If you haven’t noticed that mediocrity rules the entertainment world then you haven’t been paying attention. And here’s the reason. Good or bad, who cares? All that matters is; can it be sold? Is there a market? We are running a business here, after all. And this, in turn, led me to wonder about the business that Rebecca leaves out of her analysis: the business of reporting the news.

How much of what we see and hear in the news is the product of honest and unbiased reporting and how much is the product of can I sell it? There’s an old axiom in the news business that says “If it bleeds, it leads” which means simply that bad news sells. Another way of saying it is “The dog that doesn’t bite never gets covered”. Now, if news reporting is biased in favor of the negative – if that is what the news industry feels the market is looking for – is it unrealistic to surmise that other biases exist, as well? At what point does “All the News That’s Fit to Print” become “All the News That Fits Our Demographic”?

Let’s say that you are an editor of a major metropolitan newspaper – or a producer in the news division at a TV station. You are choosing which stories you are going to headline for the next edition or broadcast. Today, your choices are two, both of which concern the current conflict in Iraq. One is about a car-bomb that killed ten people near Baghdad; the other has to do with Kurdish families rebuilding their lives and sending their children – including their daughters – to school. Which story do you lead with? Okay, it’s fair enough to say that the car-bomb story is an (all too familiar) attention-grabber, so you go with it. What about the other story? Do you run it, perhaps a few pages deeper in the paper or a few minutes later in the broadcast?

Or do you decide that it’s not newsworthy, that you can’t sell it, or that it’s not what your demographic wants to see?

And, if so, what happens to that story? Especially when another editor/producer in another city looks at the choices and makes the same decision you do? And when, day after day, the positive is discarded in favor of the negative because the prevailing wisdom is that’s what sells – disregarding for the moment that there may be other, more personal reasons why good news about the Middle East is suppressed – how does that affect public opinion? If all that people see or hear about a subject – any subject – is negative, why would anyone ever think that their collective opinion about it would be positive?
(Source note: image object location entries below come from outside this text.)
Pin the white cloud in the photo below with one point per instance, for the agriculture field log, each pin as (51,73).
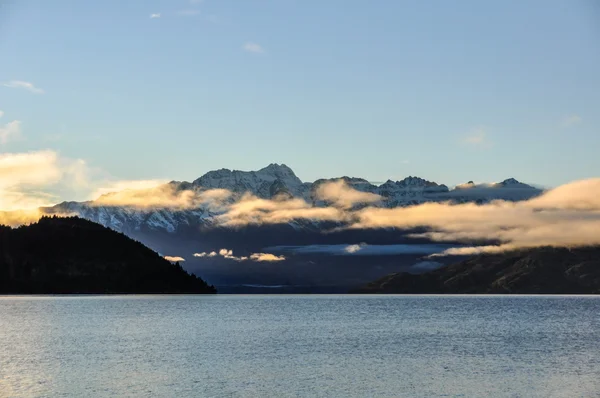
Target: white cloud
(477,137)
(353,248)
(10,131)
(266,257)
(24,85)
(253,48)
(228,254)
(174,259)
(571,120)
(26,177)
(188,13)
(568,215)
(341,195)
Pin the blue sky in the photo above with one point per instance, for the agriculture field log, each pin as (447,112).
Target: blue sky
(448,91)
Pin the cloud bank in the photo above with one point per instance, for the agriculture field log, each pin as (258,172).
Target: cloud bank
(565,216)
(228,254)
(174,259)
(24,85)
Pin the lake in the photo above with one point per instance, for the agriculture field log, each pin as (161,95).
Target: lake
(299,346)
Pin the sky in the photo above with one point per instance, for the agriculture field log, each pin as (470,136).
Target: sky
(447,91)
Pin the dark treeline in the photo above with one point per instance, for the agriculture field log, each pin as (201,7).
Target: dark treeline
(72,255)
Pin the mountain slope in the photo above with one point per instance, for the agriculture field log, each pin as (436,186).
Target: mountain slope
(72,255)
(275,180)
(543,270)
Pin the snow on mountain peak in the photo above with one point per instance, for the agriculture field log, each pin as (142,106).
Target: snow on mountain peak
(257,182)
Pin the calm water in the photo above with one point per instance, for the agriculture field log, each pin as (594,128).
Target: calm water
(299,346)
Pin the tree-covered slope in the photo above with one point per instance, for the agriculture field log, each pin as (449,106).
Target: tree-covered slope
(73,255)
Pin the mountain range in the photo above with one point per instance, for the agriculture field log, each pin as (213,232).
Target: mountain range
(189,230)
(273,181)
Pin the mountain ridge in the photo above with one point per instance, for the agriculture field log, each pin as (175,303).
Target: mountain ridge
(276,180)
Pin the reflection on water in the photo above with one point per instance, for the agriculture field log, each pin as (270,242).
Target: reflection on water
(251,346)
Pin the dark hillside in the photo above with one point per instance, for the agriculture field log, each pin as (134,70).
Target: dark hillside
(73,255)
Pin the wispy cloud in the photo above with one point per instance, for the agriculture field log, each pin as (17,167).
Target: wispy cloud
(10,131)
(477,137)
(24,178)
(174,259)
(24,85)
(252,47)
(568,215)
(341,195)
(188,13)
(571,120)
(228,254)
(147,194)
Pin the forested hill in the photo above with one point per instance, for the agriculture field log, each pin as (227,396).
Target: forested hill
(73,255)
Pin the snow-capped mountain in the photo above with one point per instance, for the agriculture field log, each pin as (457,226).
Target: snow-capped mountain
(276,180)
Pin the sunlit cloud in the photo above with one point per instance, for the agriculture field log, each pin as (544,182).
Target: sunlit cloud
(565,216)
(268,257)
(9,131)
(571,120)
(24,85)
(148,194)
(26,177)
(188,13)
(353,248)
(252,210)
(341,195)
(477,138)
(253,48)
(174,259)
(228,254)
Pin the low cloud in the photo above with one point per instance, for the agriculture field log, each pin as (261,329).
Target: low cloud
(25,178)
(24,85)
(568,215)
(571,120)
(353,248)
(341,195)
(9,131)
(228,254)
(252,210)
(266,257)
(174,259)
(427,265)
(477,138)
(253,48)
(156,194)
(188,13)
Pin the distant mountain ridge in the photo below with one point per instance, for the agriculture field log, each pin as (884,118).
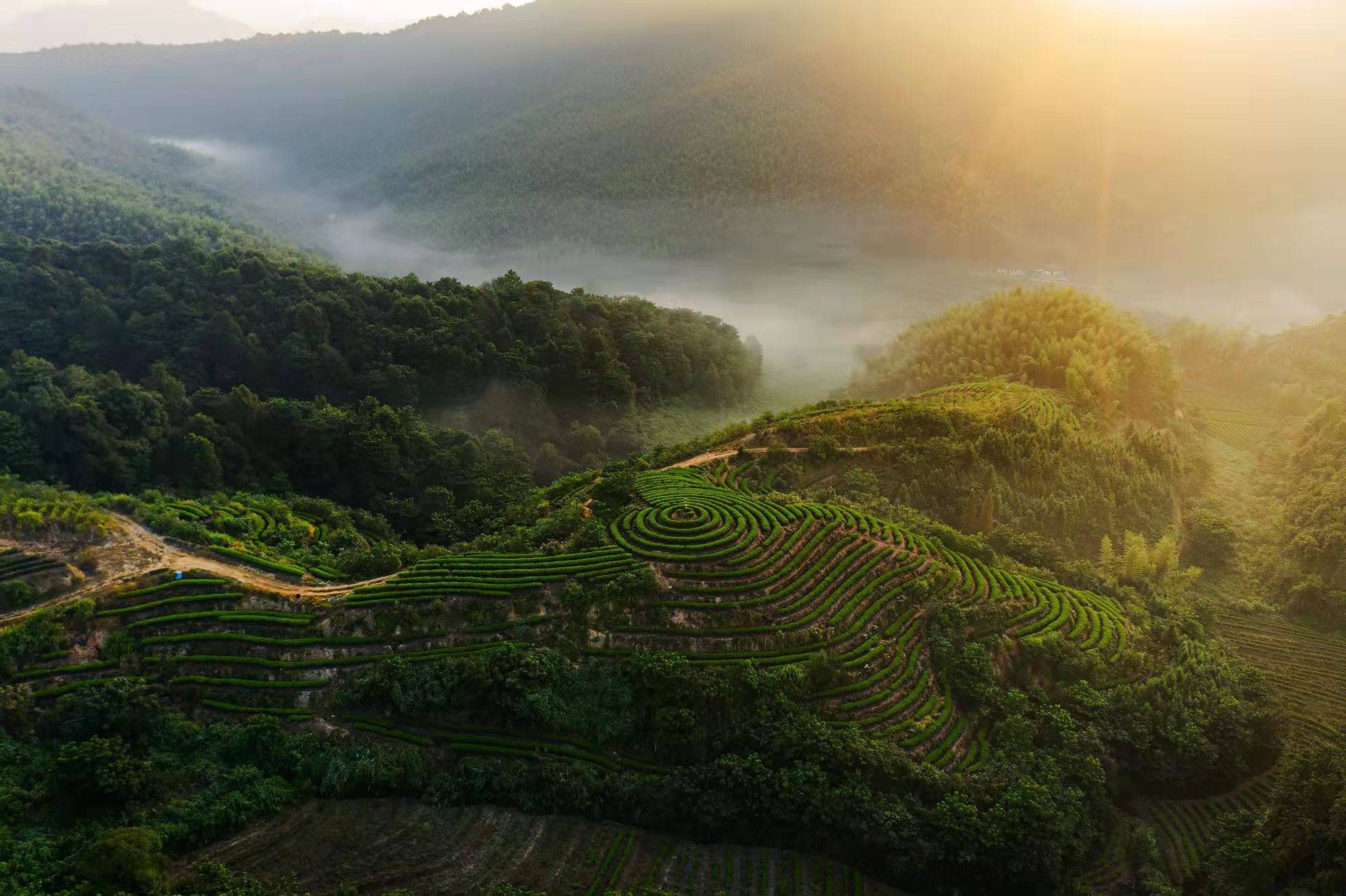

I would argue that blogs are threatening to journalism (and journalists) but that the threat has nothing at all to do with the quality of the end product. Instead, it has everything to do with the quantity of information available and the news industry’s control over how it gets published – or if it gets published at all. The MSM considers itself to be the gateway for news to reach the public. For something to be considered actual ‘news’ and not just hearsay, rumor or innuendo, it has to be authenticated and come from a reputable source. Meaning, of course, one of them. Blogs are changing all that and, in doing so, they’re committing the worst sin of all: they’re giving away what journalists don’t want to sell.

And that’s terrible salesmanship.

Update: Scott Rosenberg responds to Rebecca's post on his site. My favorite bit:

Well, you know, mediocrity flourishes everywhere! So sayeth Sturgeon's Law: 90 percent of everything is crud. Further complicating matters, your view of which 10 percent isn't crud is likely to be different from mine, or Keen's, or Blood's. All "bests," in the end, are subjective. Outside of sports and other scored pursuits, "best" is just another word for "my favorite."

So the real challenge is to find ways of helping each of us find our way to a higher percentage of the stuff each of us thinks isn't cruddy. And that's where I side with Blood and the blogosphere: any new media structure that enables more voices to be heard and found deserves our embrace, because it increases the size of the pool in which we fish for our personal supply of non-crud.